If tested too early, before the generation of anti-Zika IgM antibodies in the patient, or too late, towards the end or after the 12 week period, the antibodies might not be detected giving a false negative result. False positives are also possible using this Zika test. The Zika ELISAs a
re not totally specific for the Zika virus, they cross-react with other flaviviruses, like dengue, so if a patient has been infected with a different virus this might be read as Zika. This makes the interpretation of these tests difficult and requires skilled scientists, making rapid point-of-care diagnostics impossible.
Inconclusive results from a Zika test, such as the MAC-ELISA, require further analysis. This can be achieved using a plaque-reduction neutralisation test (PRNT), where a patient’s serum is mixed with the virus and technicians watch over several days to see if the virus can infect the cell culture. If it can’t then the virus has been neutralised by antibodies in the patient’s serum, indicating prior exposure to Zika. The PRNT is Zika-specific and offers clinicians and epidemiologists the ability to determine if a baby has been exposed to Zika in utero many months before. The problem is that this Zika test requires live virus and appropriate safety conditions, so few labs are able to offer it. This has led to a current backlog of many thousands of people across the Americas who are at risk for infection yet still months later are awaiting their Zika test results.
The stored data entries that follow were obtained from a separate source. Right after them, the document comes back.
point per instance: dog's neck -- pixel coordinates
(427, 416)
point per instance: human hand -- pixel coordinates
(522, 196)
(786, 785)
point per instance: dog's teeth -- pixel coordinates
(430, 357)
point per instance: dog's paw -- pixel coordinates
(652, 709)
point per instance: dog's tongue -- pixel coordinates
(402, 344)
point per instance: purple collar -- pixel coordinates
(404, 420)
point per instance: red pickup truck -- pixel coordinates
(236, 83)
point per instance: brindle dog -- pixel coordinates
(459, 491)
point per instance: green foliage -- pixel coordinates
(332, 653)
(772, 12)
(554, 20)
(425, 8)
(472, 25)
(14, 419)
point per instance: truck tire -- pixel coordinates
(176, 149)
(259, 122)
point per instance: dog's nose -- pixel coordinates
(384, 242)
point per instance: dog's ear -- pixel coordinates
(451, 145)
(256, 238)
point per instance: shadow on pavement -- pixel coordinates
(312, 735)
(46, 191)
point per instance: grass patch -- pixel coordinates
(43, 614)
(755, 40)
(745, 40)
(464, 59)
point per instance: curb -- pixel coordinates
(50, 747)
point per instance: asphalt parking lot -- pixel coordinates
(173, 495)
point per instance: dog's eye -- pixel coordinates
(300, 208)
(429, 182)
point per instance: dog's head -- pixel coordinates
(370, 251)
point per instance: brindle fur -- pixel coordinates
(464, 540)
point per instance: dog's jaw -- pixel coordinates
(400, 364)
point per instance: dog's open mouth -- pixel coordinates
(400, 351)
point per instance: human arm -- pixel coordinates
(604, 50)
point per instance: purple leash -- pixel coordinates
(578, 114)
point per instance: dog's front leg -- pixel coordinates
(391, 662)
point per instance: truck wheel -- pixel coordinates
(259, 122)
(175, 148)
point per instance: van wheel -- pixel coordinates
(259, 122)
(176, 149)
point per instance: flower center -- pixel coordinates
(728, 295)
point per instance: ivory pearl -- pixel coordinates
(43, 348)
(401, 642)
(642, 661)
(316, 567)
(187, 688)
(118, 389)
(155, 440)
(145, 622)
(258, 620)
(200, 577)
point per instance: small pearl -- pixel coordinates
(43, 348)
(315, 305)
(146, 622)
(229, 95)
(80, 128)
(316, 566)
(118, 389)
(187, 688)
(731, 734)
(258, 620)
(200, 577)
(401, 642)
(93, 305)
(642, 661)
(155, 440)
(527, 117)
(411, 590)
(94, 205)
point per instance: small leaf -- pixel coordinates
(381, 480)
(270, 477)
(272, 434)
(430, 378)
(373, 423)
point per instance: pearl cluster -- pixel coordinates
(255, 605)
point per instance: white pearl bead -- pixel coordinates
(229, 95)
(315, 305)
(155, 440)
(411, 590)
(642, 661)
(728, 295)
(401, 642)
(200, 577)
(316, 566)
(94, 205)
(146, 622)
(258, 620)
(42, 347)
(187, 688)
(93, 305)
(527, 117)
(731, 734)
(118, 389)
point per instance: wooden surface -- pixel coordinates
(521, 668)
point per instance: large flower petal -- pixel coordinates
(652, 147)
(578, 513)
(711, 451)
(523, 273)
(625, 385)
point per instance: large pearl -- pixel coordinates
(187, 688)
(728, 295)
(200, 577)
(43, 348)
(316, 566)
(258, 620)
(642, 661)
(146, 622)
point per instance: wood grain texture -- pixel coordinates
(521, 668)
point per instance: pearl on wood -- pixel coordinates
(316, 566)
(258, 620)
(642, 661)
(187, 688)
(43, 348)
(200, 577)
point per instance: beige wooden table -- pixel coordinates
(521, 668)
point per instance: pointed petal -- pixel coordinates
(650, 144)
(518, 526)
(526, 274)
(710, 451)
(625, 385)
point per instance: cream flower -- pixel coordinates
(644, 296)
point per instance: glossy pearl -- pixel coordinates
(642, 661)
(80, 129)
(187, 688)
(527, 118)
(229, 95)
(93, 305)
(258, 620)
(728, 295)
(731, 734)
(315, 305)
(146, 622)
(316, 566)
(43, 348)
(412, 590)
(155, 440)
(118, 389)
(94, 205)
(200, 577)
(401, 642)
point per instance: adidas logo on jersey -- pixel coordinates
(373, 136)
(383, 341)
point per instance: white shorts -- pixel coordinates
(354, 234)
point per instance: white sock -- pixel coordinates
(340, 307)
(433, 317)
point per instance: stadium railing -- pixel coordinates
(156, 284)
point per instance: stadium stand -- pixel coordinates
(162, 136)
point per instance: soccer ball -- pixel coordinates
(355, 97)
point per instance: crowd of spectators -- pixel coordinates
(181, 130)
What is needed now is a specific and rapid point-of-care diagnostic for Zika testing. This could offer peace of mind to non-infected individuals and help to direct infected patients, both pregnant and trying to conceive. Researchers are working at breakneck speed to develop affinity reagents and diagnostic assays that can deliver these results, but the long development times of many affinity reagents means that months will be needed before we can even determine if they can help.